# Rimor 2014 model



## satco (Jan 21, 2012)

in year 2014 Rimor will no longer use Ford Transit chassis for it`s MH (because no new ones are available...).

-the Katamarano-series will be built on Renault Master 
-the Europeo-series on Fiat-Ducato 
-the Koala-series on Renault Master as well , 
-the Nemho-series on Iveco 35C (170 hp).

Sailer/Trimarano series are obviously suspended.

regards
Jan


----------



## Aadrian (Mar 15, 2015)

*Adrian Phillips*

Hi Jan
My name is Adrian Phillips and I live in the South West of England.

Yesterday I bought a 2002 Europeo 78 Motorhome. I have been looking online for
an owners manual but can not find one. I was wondering if you would have any idea where
I might find one please.
Also do you know if spare parts are still available, as I need some of the plastic
side skirts.
Finally , have you heard if anyone has fitted an oven and grill unit and if so where they put it. I cannot manage with just two gas rings. I am supprised that a wagon that appears to be of quite a good quality has such limited cooking facilities.
I hope you dont mind me asking you for your assistance and look forward to your reply. Thankyou

Kind Regards

Adrian [email protected]


----------



## jspencer (Feb 27, 2015)

Hi Adrian,

Although I now live in NZ, I have just bought a used Rimor and have spent a few weeks looking for manuals, parts etc.

You can get some parts from:

http://www.southdownsmotorcaravans.com/magento/southdowns/uk/spares/rimor-spare-parts.html

and they can order other parts in.

I have now found the manual for my 2008 Katamarano and it's pretty rubbish to be honest! I will scan it and put a link up for you, it is a generic one for Rimor and will probably apply to yours.

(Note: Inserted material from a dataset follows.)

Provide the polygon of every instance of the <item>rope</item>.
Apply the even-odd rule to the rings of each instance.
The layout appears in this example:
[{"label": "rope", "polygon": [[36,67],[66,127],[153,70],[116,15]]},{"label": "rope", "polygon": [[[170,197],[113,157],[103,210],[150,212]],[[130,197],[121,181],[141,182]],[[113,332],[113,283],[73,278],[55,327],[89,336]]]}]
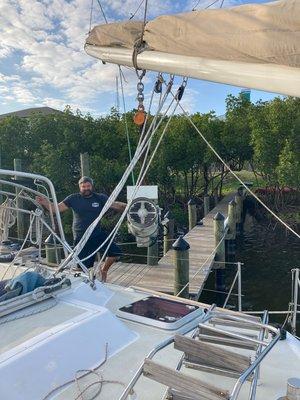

Don't bother with the Rimor site, it's rubbish.


----------



## jspencer (Feb 27, 2015)

The manual is rubbish as I said before!

For instructions on your electrical panel you will need to identify your panel and download the relevant manual from here:

http://www.arsilicii.com/ita/tuttiDocumenti.asp?doc=Autocaravan

They make the panels that Rimor and others in Italy use but I don't know what yours will look like.

Have fun.

Jon


----------



## satco (Jan 21, 2012)

Aadrian said:


> Hi Jan
> My name is Adrian Phillips and I live in the South West of England.
> 
> Yesterday I bought a 2002 Europeo 78 Motorhome. I have been looking online for
> ...


hello Adrian ,

sorry for answering that late ,haven`t been here since longer time.
well , on the Superbrig 678 (quite similar to the europeo 78 ) the oven 
is mounted overhead the fridge , you sshould have a small square locker there. It should be possible to prolongiate the gas supply from the fridge underneath (poweerr supps as well of course).

my regards
Jan

http://www.google.de/imgres?imgurl=...r=1413&page=1&start=0&ndsp=28&ved=0CDYQrQMwBw


----------